Marco Serena, head of sustainable development impact at PIDG, believes that social impact and environmental impact need to be viewed differently. “Investing for societal change is about positive impact and there is no consistent framework for measuring or valuing that at all,” he explains.
“Meeting those minimum environmental standards costs more and takes longer in developing economies. But if you are providing electricity to a community for the first time, that has immense impact in terms of progress against the SDGs, which is entirely overlooked by the market. We feel strongly, therefore, that there should be a move beyond minimum standards, and towards a focus on the positives.”
Despite these issues, climate-related investment has demonstrated the power that private capital can have in addressing global challenges. Peiner adds: “Private capital has an obligation to strive for more than just good returns. Through our controlling investments we can and must be accountable for driving positive social change. And it is a virtuous circle. By addressing the social needs that the pandemic has exacerbated, we are creating downside protection at minimum and, at best, upside potential for our investors. It is the ultimate win-win.”
‘A false dichotomy’
Although the amount of infrastructure capital raised specifically to further the energy transition far exceeds that raised to tackle social need, the two are inextricably linked.
“We know that environmental degradation is deeply entwined with poverty, health outcomes and opportunity,” says Instar’s Sarah Borg-Olivier.
“We must recognise that climate change is more than an environmental crisis; it’s a social crisis as well. Our ability to achieve net zero and better environmental outcomes is fundamentally tied to improving economic and social equality on multiple levels, including between countries, between affluent and poor populations within a country, and among diverse and marginalised communities. We need to approach infrastructure from a more integrated perspective with multiple impacts and outcomes – social, environmental and economic – in mind over the short and long term.”
“There is a false dichotomy between environmental and social impact,” agrees PIDG’s Marco Serena. “There are more synergies than trade-offs and there are benefits to bringing the two together.” Serena points to an investment PIDG is working on in Sierra Leone, which aims to provide access to electricity to 13,000 households that have never had it before. “Those off-grid systems need off-takers to improve viability. That includes not only productive off-takers but social off-takers such as schools and clinics,” he explains.
Furthermore, there is growing recognition that while the energy transition has the power to improve social outcomes, it also carries social risk that must be mitigated. “There is currently a massive case study in the making in the Just Energy Transition programme announced for South Africa at COP26,” says PIDG’s Philippe Valahu. “You could argue that the energy transition is an environmental play, but moving away from coal in South Africa will have huge social consequences and won’t be possible without a plan of action for those left without a job.”

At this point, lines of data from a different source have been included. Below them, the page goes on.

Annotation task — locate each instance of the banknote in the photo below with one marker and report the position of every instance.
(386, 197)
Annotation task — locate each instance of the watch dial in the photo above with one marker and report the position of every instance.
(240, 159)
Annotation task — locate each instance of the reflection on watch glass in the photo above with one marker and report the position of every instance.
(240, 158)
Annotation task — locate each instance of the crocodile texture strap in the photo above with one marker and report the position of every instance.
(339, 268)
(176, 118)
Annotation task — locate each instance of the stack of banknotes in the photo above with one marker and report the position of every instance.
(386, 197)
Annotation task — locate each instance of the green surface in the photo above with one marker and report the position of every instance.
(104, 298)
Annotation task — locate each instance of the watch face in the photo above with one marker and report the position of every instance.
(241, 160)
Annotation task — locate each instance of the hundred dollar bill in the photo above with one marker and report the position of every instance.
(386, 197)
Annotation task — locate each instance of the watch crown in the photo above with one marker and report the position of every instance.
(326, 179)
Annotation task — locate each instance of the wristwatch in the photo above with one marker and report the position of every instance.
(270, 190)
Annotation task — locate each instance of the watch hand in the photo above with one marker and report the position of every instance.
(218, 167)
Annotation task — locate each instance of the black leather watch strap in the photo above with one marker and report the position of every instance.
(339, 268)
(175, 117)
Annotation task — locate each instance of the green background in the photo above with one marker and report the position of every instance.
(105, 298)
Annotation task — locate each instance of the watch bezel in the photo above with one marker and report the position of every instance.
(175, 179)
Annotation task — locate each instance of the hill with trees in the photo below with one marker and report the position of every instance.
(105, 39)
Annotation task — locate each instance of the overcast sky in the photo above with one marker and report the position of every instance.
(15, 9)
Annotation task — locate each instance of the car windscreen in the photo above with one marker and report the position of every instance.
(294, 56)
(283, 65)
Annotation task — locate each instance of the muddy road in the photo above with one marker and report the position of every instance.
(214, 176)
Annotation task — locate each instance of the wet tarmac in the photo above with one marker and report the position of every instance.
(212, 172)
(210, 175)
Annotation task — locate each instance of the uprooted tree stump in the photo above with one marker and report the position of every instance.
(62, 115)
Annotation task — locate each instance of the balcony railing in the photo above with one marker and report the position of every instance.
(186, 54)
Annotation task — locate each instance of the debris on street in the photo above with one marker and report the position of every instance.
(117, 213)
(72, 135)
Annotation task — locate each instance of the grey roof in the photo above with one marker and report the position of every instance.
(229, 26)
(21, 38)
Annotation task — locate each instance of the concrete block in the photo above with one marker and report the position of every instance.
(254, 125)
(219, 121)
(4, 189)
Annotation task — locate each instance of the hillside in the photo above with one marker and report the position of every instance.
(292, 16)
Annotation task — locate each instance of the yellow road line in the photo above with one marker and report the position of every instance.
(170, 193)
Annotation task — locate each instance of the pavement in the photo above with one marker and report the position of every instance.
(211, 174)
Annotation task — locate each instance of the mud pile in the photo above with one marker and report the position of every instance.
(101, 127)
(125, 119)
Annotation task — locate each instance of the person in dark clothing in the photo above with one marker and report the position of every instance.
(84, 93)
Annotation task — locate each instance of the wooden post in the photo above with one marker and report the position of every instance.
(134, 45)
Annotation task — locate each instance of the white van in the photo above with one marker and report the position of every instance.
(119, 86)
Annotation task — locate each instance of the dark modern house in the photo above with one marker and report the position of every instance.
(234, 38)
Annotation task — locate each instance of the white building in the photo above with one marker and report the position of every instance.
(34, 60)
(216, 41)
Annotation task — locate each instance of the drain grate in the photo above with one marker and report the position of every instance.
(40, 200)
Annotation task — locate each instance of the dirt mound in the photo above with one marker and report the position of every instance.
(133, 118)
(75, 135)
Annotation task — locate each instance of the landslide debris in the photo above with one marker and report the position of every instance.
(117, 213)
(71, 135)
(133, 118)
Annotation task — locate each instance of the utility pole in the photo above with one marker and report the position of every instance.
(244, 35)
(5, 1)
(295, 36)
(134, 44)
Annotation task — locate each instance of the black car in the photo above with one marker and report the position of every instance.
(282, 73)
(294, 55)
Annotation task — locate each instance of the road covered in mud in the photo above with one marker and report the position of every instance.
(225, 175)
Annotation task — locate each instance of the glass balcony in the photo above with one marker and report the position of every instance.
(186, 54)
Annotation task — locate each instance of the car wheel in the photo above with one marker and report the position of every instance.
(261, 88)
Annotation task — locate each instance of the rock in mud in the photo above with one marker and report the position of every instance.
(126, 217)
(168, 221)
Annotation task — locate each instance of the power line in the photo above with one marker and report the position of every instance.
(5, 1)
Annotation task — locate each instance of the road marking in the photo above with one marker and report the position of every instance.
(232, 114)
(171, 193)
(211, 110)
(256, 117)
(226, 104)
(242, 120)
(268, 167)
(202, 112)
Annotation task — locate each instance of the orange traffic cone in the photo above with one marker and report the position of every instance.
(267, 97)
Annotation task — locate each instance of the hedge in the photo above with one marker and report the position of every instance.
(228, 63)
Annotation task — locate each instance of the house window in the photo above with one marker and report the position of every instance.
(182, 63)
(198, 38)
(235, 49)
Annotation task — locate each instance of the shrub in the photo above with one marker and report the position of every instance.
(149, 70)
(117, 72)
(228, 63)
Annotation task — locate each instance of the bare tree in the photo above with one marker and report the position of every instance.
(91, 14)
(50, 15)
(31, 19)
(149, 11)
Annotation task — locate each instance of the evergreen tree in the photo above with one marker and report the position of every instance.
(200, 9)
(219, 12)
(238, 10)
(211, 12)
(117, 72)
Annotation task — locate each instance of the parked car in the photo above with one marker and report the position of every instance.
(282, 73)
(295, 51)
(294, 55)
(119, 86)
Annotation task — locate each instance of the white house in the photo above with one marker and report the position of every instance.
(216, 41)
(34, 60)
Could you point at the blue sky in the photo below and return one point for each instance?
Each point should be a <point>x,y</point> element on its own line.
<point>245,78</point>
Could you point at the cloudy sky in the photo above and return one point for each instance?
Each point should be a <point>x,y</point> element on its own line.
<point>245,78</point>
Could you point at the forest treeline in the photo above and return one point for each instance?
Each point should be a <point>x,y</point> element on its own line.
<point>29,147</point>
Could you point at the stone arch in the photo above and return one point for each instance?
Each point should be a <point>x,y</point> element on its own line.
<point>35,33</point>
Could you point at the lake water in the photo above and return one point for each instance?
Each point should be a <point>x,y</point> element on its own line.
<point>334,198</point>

“Climate change is a vector for social inequality, certainly. At the same time, we need to address climate change in a way that doesn’t trigger additional social issues,” adds Cube’s Aurélien Roelens. “We have seen a clear example of that in France, where environmental regulation impacting the price of fuel sparked a social movement because people do still depend on diesel cars when they are living in rural regions instead of Paris. The two things need to be considered together, which is reflected in the spirit of the EU taxonomy. The environmental taxonomy emphasises the importance of avoiding social harm, while the social taxonomy, when it arrives, will require no harm to the environment.”